Americans’ Economic Outlooks have Improved at the National, Regional, and Household Levels

The economy can be a tough thing to gauge. Soothsayers of all sorts report on short and long term outlooks, but an important thing to note is that the economy doesn’t exist in a vacuum. While many factors play into its ebb and flow, what people actually expect of it can become something of a self-fulfilling prophecy, impacting spending and saving trends which can in turn have impacts on the economy as a whole. According to a recent Harris Poll, increasing percentages of Americans are reporting positive economic sentiments in regards to their household, their region, and the nation as a whole.

These are some of the results of The Harris Poll® of 2,232 adults surveyed online between January 14 and 20, 2015. (Full results, including data tables, available here)

This month, a third (32%) of U.S. adults expect the economy to improve in the coming year, while 47% expect that it will remain the same and roughly two in ten (21%) expect it to get worse. Expectations that it will improve have grown since last month (when 28% were expecting improvement), as well as in comparison to January of 2014 (when 26% indicated the same).

    Men (35%) are more likely than women (29%) to expect the economy to improve in the next year.
    Nearly half of Democrats (48%) expect to see improvement in the economy, with three in ten Independents (30%) and only 15% of Republicans indicating the same.

On the home front

Turning a whole lot closer to home, while a slim majority of Americans (53%) say they expect their household’s financial condition to remain the same in the next six months, an increasing percentage (27%, up from 22% last month and 23% at the same time last year) expect it to be better.
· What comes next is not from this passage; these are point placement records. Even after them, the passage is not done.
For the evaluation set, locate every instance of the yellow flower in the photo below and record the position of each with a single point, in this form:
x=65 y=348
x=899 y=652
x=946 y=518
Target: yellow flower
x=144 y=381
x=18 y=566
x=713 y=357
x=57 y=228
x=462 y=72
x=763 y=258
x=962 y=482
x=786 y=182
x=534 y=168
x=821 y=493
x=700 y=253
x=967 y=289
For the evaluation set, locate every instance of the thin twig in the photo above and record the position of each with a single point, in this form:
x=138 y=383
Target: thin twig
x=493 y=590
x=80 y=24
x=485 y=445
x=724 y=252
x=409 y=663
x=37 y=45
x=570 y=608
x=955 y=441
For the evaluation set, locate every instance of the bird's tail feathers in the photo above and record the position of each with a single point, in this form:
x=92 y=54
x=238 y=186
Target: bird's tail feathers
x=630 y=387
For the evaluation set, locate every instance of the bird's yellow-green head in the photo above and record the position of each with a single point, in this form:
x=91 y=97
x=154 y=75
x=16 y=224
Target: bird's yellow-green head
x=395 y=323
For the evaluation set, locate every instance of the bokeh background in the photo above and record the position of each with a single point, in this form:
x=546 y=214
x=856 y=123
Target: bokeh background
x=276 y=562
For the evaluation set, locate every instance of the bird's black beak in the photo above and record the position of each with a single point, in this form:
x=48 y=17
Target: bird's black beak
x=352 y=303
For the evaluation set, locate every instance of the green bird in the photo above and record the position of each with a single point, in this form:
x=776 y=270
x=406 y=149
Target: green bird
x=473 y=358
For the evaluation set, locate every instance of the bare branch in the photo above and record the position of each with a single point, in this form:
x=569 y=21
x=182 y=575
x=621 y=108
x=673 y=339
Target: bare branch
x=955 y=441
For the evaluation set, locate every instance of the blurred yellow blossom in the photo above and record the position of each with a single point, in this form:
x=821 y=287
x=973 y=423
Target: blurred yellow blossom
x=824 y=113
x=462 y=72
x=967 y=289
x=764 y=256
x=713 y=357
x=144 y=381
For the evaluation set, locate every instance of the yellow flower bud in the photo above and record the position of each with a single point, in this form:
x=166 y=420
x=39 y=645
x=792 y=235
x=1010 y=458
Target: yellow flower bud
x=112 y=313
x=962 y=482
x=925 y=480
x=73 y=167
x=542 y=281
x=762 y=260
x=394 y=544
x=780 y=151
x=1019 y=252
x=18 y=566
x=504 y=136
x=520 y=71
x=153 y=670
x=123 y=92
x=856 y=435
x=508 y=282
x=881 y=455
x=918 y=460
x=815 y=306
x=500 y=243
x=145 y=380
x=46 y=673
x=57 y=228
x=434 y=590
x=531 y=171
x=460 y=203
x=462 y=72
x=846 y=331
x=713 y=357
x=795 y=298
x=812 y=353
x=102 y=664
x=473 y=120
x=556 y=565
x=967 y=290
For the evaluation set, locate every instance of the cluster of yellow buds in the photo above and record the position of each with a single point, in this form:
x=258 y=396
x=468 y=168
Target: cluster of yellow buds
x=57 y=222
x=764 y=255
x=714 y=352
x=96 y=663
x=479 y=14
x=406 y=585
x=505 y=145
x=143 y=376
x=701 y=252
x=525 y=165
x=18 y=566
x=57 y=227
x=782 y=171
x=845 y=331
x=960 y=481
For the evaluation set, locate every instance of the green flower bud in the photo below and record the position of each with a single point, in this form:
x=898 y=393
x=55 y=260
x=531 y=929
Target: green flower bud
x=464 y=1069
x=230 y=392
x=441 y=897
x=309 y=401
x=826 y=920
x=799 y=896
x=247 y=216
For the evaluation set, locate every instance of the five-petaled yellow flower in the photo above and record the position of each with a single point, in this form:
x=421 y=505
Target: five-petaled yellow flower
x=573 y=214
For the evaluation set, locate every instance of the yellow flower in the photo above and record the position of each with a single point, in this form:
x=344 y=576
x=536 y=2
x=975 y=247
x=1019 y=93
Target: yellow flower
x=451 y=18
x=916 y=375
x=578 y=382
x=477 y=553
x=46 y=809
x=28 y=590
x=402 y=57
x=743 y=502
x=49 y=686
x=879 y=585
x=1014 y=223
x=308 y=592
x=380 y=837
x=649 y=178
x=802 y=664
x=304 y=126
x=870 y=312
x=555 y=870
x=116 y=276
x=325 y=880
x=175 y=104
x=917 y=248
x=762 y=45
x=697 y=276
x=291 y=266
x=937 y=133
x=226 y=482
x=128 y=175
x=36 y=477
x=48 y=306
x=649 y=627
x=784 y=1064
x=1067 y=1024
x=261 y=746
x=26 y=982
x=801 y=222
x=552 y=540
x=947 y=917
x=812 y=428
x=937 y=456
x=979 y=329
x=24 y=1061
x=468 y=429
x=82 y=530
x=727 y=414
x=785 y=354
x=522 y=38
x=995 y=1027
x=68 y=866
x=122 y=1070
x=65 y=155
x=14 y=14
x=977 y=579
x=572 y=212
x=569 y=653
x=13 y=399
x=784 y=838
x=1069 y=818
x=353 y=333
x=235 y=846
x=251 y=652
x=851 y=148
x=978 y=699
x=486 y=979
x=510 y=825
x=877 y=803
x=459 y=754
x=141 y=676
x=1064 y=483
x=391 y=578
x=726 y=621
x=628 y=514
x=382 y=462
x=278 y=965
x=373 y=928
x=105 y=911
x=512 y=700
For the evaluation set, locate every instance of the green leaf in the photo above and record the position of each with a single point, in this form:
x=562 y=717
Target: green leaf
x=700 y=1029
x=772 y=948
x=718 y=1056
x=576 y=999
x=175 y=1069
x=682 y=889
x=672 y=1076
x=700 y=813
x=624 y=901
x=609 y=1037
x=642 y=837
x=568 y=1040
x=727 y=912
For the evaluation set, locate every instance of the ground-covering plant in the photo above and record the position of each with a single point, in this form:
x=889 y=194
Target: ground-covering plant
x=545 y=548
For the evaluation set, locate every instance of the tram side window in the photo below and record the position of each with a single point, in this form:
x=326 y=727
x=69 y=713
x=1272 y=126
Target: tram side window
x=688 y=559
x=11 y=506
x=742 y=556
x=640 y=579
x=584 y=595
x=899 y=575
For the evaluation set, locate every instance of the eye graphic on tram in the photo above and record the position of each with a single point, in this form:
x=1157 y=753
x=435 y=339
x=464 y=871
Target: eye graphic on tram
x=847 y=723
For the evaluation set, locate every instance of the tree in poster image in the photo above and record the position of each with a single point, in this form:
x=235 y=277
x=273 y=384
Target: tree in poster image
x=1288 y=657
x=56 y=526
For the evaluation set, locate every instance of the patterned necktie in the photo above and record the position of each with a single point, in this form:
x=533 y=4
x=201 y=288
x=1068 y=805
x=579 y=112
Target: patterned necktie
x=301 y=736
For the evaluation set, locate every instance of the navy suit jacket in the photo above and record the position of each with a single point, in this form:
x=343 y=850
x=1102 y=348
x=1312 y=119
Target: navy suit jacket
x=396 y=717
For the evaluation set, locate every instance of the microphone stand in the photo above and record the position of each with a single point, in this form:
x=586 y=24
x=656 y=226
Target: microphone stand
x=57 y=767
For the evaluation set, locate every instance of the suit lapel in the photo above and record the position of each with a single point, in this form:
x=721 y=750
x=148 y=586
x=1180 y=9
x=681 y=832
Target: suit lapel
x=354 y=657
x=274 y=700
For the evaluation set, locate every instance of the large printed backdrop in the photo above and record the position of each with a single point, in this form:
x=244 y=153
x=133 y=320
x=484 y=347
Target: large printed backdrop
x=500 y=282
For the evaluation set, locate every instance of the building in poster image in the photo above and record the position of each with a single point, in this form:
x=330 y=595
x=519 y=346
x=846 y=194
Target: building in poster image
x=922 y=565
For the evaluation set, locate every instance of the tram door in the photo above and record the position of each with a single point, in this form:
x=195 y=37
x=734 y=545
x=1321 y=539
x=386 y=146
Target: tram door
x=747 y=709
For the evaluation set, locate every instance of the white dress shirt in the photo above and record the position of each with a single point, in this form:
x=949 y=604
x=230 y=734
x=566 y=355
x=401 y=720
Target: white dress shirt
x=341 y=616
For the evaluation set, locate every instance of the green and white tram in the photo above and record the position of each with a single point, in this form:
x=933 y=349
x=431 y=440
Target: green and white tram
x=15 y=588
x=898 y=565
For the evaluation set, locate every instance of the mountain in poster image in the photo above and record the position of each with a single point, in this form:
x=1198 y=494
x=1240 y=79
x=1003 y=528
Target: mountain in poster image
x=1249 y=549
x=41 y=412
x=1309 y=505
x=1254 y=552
Roughly two in ten (21%, equal to last month but down considerably from January of 2014) say that it will be worse.

Regional job market

Looking at the job market in one’s own region, the perception that it’s good (30%) is on the rise in comparison to both the 26% rating it “good” in August (the last time the question was asked) and the 21% indicating the same in January of last year. It’s worth noting that the 38% of Americans rating the job market in their region as “bad” still outpaces those with positive sentiments, though equally worthy of mention is the fact that this percentage is down somewhat from last August (when 41% gave it a “bad” rating) and considerably from a year ago (when 48% indicated the same). Roughly a third of U.S. adults (32%) currently rate the present job market in their region neither good nor bad.

Looking ahead, 27% of Americans (identical to last August but up somewhat from last January’s 24%) believe the job market in their region will get better within the next six months, while 17% (down from 20% last August and 23% last January) believe it will be worse. The majority of U.S. adults (56%) believe that the job market in their region will remain the same.